Political districts have flipped in population centers, from San Diego in the south to Seattle in the north.
“There is no way out,” Chris Vance, a former Washington state Republican Party chairman and legislator, said in a telephone interview.
In San Diego, by the U.S.-Mexico border, each of the nine city council districts now has more registered Democrats than registered Republicans, including one that until recently leaned strongly Republican.
In 1980, Orange County, near Los Angeles, was 80% white and a GOP stronghold. Today, Orange County is mostly Hispanic and Asian, with many displeased by Republicans’ hard stance on immigration. In 2018, voters there dealt a stunning defeat to a two-term GOP congresswoman.
The California GOP wound up losing six other U.S. House seats that year, leading a former Republican leader in the state to declare: “The California Republican Party isn’t salvageable at this time.”
Democrats also hold the California governor’s office, both U.S. Senate seats and almost complete control of the Legislature.
In Seattle, tens of thousands of tech employees have flooded into the city and its suburbs, hired by Amazon, Microsoft, Google and Facebook. The influx of highly educated workers over the past decade helped fuel a population boom that made many communities much more diverse and affluent, and turned them away from the GOP and toward Democrats.
The result: The GOP has lost all the statehouse seats it once held in Seattle’s eastern suburbs.

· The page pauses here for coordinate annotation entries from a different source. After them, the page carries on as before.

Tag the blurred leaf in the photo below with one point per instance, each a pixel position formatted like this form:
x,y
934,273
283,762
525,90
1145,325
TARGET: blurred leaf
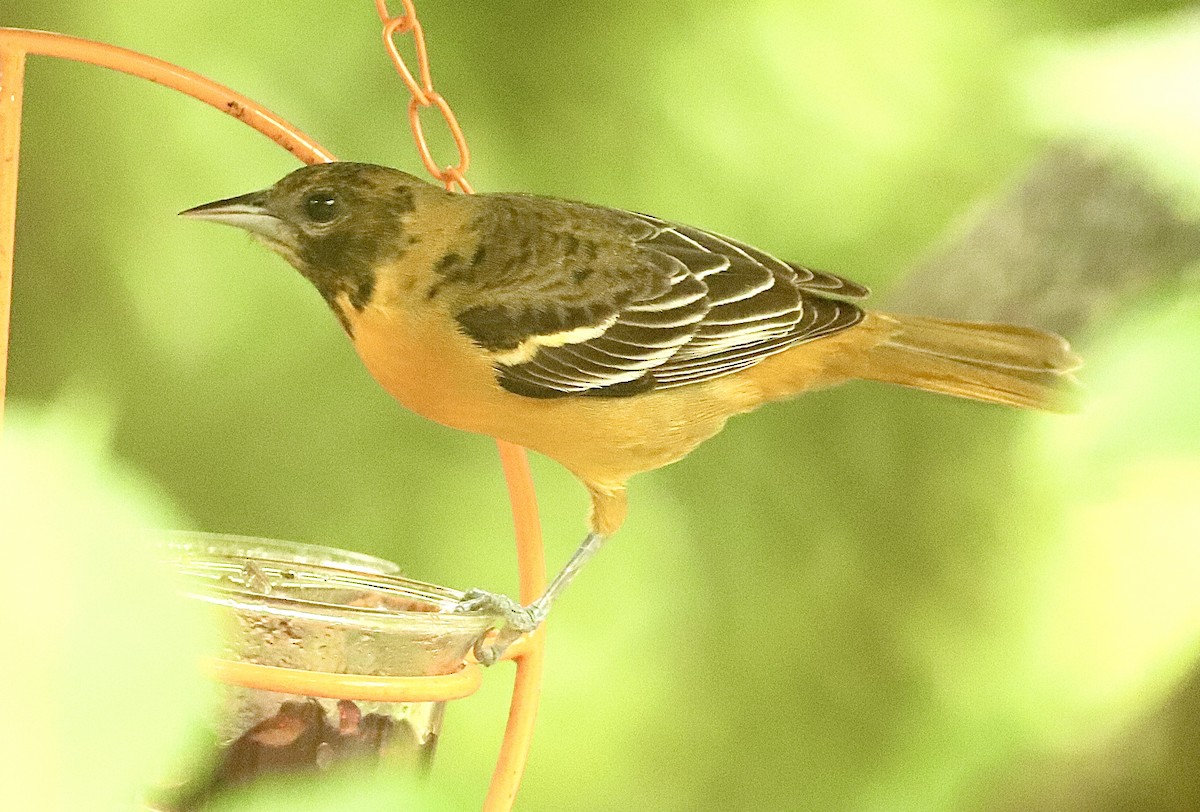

Vance blames the area’s exodus of college-educated white voters, particularly women, from the GOP on the party’s turn toward more fundamentalist values under Trump. Vance himself abandoned the party in 2017 after an unsuccessful run for the U.S. Senate as the Republican candidate.
“This was the party of nerdy, wonky, tweedy capitalists who cared about economic growth. Now it is the party of populists: alt-right, let’s keep the immigrants out, truck- and rifle-populists,” Vance said. “That works in Mississippi and Arkansas and stuff, but it does not work in the Seattle area.”
As horrible as Democrats have it here in the Ohio/KY/Indiana tri-state area, Sherrod Brown is popular in Ohio as a Democratic senator and Andy Beshear won as Governor here in Kentucky. Even Joe Manchin keeps winning in West Virginia, Doug Jones squeaked by in Alabama, and Dems are making gains in Kansas, Iowa, Texas and Georgia. North Carolina and Florida are increasingly in play due to changing demographics.
That's not what's happening to Republicans on the West Coast. They're getting stomped and they keep losing and losing badly, local, state, and federal contests. There's nothing to give them hope here.
Keep that in mind as we head into the election in November.